Jeffray laughed shyly, and lay back with his hands clasped behind his head. The painter had unfolded the roll, and, holding it before him, with a quaint and sententious pride, read the three opening stanzas of the poem.

“There is life for you,” he said, warmly. “The divine utterance, the gushing out of song.”

Jeffray’s face was still red under his waving hair. He laughed, the quiet, pleased laugh of aspiring yet incredulous youth, and looked at Wilson with affectionate amusement.

“I am glad you like the work, Dick,” he said. “Heaven knows, I have copied nobody, and yet my lines seem childish when set beside Pope’s or Dryden’s.”

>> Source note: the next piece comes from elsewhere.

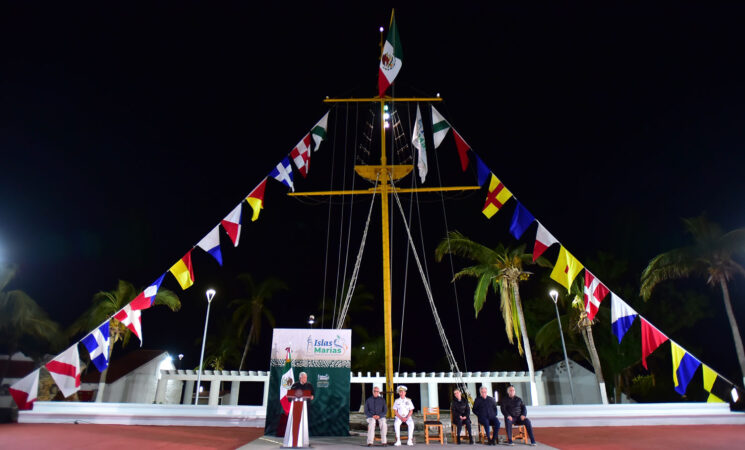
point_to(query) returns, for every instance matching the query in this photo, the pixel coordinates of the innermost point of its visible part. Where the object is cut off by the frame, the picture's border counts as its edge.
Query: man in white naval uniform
(403, 408)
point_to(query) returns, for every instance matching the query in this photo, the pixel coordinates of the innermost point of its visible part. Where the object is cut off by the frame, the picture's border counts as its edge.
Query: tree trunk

“Childish, sir, and if they are childish, you should thank Heaven for their innocence. As for Pope, he’s nothing but a pedant setting prose on stilts, and trying to make her tread a stately measure. Why, sir, his poetry is like a respectable old lady knitting epigrams together on her needles. Dash his preciseness, and his pompous and ponderous conceit! Set him beside Will Shakespeare, and you will hear an artificial waterfall trying to thunder against the sea.”

Jeffray smiled, and stretched out his hand for the manuscript. He glanced at the neat and sensitive writing with satisfaction, moving his lips the while as though reading certain of his favorite passages over to himself.

“But what would the critics say of them?” he asked.

“Critics, sir!”

“Yes.”

Wilson blew his nose with great vigor, and grimaced as though he had swallowed vinegar. He reached for a volume of the Annual Register, that was lying on the table beside Jeffray’s chair, and opened the book at the place dedicated to verse.